Hoewel sommige patiënten de voorkeur geven aan behandeling zonder medicatie, wordt een acute psychose meestal behandeld met antipsychotische medicatie. Als de acute psychose over is, krijgen veel patiënten voor langere tijd antipsychotica voorgeschreven om een nieuwe psychose te voorkomen (onderhoudsbehandeling). Klassieke antipsychotica zoals haloperidol worden nog steeds gebruikt, terwijl tweede generatie antipsychotica, zoals olanzapine en amisulpride, vaak de voorkeur genieten vanwege hun betere evenwicht tussen werkzaamheid en bijwerkingen. In de meeste landen, waaronder Nederland, worden antipsychotica op vergelijkbare wijze voorgeschreven aan mannen en vrouwen. Dat wil zeggen dat er weinig verschil is in welk antipsychoticum wordt gekozen en in welke dosis het wordt voorgeschreven.
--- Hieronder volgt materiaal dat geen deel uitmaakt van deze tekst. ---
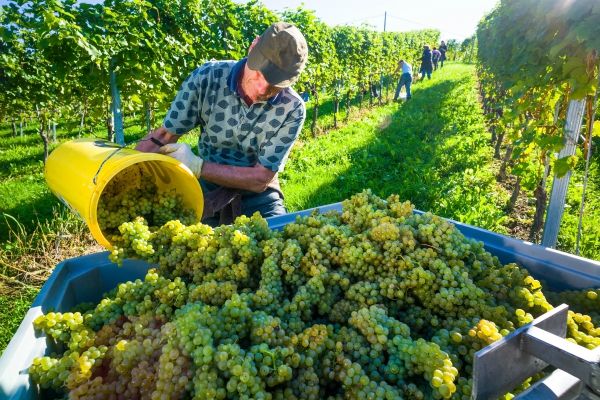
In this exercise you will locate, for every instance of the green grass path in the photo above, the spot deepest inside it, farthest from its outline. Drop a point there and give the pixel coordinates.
(431, 150)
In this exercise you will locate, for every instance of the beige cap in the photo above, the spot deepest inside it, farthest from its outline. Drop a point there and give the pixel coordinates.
(280, 54)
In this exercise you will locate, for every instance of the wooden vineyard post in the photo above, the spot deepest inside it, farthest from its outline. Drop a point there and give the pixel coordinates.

Recent onderzoek van onze groep suggereert echter dat het tijd is om wel een onderscheid te maken
Het vrouwelijk lichaam is niet hetzelfde als het mannelijk lichaam. Ook is het vrouwelijk brein niet hetzelfde als het mannelijk brein. Geslachtshormonen, zoals testosteron en oestrogenen, hebben een aanzienlijke invloed op onze hersenen en op ons gedrag. In 2021 werd daarom de Alliantie Gender en GGZ opgericht, die behandeling op maat voor mannen en vrouwen op de kaart gaat zetten.
Laten we ons voor nu concentreren op oestrogenen, de vrouwelijke hormonen
Mannen maken ook oestrogenen aan, maar bij vrouwen in de vruchtbare leeftijd is de aanmaak van oestrogenen dubbel zo hoog. Dat wil zeggen: tussen de puberteit en de menopauze. In deze zogenoemde “vruchtbare jaren” hebben vrouwen over het algemeen een menstruatiecyclus met een periode met weinig oestrogenen tijdens de menstruatie en een periode met veel oestrogenen, in het andere deel van de menstruatie cyclus. Voor mensen met psychotische stoornissen kunnen deze oestrogenen een belangrijke steun zijn.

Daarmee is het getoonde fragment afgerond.